Marcatori : Iaquinta (6’) pt,Mesto (31’) pt ,Crespo (30’) st, Trezeguet (41’) st.










Non si può certo dire che l'urna abbia partorito un inizio soft per Ciro & Company. Roma, Lazio e Genoa sono tra le trasferte più insidiose di tutto il campionato e il rischio di uscire con le ossa rotte da almeno un campo è elevatissimo. Ben consci di questo, gli undici bianconeri sono scesi in campo con grande determinazione, pronti a combattere su ogni pallone e a portare a casa i 3 punti.
L'incontro inzia (ancora una volta!) bene : cross di Marchisio, finta di Camoranesi, tiro di Iaquinta e uno a zero!

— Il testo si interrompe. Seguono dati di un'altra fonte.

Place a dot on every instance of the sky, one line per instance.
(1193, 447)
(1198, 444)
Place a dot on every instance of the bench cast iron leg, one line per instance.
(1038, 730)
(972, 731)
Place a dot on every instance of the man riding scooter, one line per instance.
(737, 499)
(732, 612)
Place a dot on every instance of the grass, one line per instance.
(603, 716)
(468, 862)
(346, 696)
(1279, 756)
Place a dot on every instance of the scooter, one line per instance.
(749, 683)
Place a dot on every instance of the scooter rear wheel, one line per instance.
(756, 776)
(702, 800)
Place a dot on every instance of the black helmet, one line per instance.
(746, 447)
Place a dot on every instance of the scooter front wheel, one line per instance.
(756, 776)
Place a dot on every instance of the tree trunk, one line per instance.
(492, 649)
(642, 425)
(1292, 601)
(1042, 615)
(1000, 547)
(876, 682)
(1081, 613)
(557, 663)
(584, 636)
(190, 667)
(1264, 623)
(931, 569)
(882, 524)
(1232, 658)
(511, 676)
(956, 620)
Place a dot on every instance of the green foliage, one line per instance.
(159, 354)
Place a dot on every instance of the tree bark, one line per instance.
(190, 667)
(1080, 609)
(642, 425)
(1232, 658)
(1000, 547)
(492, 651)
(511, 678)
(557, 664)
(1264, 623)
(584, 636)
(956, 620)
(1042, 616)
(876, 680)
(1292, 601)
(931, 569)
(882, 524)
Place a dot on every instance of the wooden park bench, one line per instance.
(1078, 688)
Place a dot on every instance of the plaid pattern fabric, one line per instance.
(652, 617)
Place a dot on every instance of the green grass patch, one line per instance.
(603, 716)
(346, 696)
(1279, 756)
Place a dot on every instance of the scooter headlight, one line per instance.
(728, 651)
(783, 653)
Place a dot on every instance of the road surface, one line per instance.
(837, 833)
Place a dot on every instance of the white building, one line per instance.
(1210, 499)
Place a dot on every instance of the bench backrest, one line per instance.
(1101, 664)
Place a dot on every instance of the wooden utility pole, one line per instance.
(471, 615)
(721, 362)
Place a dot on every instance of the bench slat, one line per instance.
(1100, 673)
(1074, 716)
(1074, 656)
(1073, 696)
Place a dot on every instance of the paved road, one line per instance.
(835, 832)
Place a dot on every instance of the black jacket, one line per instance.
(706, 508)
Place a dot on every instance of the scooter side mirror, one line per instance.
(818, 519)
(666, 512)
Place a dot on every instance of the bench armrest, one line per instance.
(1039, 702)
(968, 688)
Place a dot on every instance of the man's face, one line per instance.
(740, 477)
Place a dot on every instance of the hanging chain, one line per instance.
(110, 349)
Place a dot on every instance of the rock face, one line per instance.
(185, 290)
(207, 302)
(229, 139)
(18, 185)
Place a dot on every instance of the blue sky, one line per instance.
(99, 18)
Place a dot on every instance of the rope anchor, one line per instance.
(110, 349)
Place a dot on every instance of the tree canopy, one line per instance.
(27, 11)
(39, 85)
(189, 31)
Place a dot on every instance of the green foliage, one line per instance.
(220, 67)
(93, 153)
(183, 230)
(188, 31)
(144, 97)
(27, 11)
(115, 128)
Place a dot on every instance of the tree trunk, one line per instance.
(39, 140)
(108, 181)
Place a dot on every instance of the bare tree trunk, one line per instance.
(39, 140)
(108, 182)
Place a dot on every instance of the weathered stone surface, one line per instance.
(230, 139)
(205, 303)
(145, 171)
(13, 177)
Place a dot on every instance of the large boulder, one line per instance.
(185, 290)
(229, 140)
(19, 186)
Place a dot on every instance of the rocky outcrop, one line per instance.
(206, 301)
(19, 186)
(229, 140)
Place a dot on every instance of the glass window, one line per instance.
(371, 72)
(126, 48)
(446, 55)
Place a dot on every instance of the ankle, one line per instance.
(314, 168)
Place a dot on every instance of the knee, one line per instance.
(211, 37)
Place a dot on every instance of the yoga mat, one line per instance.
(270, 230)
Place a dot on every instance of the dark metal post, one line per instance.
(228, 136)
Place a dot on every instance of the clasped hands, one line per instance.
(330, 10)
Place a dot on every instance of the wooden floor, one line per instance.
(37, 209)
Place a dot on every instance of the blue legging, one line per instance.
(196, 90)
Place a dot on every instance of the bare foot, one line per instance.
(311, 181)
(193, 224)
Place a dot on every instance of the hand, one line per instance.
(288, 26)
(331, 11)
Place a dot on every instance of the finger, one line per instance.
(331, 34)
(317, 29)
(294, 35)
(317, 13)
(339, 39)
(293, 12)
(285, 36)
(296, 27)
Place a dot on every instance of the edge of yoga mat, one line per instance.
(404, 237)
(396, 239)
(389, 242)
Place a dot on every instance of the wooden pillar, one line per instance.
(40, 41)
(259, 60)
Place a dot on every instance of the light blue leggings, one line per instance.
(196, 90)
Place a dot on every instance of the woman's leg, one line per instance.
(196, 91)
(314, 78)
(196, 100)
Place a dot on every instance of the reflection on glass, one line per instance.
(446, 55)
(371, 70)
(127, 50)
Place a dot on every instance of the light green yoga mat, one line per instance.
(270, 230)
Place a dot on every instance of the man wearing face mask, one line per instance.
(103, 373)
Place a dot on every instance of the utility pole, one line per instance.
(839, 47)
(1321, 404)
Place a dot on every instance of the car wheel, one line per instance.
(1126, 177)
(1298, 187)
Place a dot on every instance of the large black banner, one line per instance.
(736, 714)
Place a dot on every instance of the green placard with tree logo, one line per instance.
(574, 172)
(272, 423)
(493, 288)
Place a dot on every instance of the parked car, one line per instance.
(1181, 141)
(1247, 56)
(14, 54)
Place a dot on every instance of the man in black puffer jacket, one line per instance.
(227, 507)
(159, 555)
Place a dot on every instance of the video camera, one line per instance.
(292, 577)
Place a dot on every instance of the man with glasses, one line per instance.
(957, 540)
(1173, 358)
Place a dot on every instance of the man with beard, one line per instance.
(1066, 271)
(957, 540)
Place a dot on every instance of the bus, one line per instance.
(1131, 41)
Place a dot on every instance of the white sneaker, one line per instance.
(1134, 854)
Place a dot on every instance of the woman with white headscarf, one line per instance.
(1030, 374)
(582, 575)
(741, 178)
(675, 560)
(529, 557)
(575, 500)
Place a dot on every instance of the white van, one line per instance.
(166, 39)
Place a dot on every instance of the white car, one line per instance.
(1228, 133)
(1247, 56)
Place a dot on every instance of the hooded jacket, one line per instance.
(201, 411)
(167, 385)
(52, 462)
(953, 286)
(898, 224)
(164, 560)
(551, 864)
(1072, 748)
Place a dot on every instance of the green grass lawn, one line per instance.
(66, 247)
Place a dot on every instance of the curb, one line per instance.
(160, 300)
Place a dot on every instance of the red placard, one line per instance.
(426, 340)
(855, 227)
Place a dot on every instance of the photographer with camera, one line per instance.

Ancora una volta la Juventus va in vantaggio al primo affondo e ancora una volta Camoranesi e Iaquinta sono protagonisti.
Il primo tempo continua su alti livelli, le squadre giocano un calcio veloce e brillante ma le occasioni non sono molte. Al 31' arriva il pareggio del Genoa : cross di Sculli dalla sinistra, colpo di testa di Mesto, lasciato colpevolmente solo da Fabio Grosso.
Nel secondo tempo il ritmo di gioco cala leggermente, ma le occasioni non mancano. La Juventus va a segno 2 volte, ma in entrambe le occasioni (una a ragione e una no) il guardaline decide di annullare il gol per fuorigoco.
Ovviamente, il Genoa riesce a segnare alla prima occasione con un ritrovato Crespo.
Fortunatamente, a pochi minuti dalla fine ci pensa David Trezeguet a riportare la situazione in parità : 2-2.
Da segnalare la grande prova di Marchisio (7.5), il vero motore del centrocampo Juventino.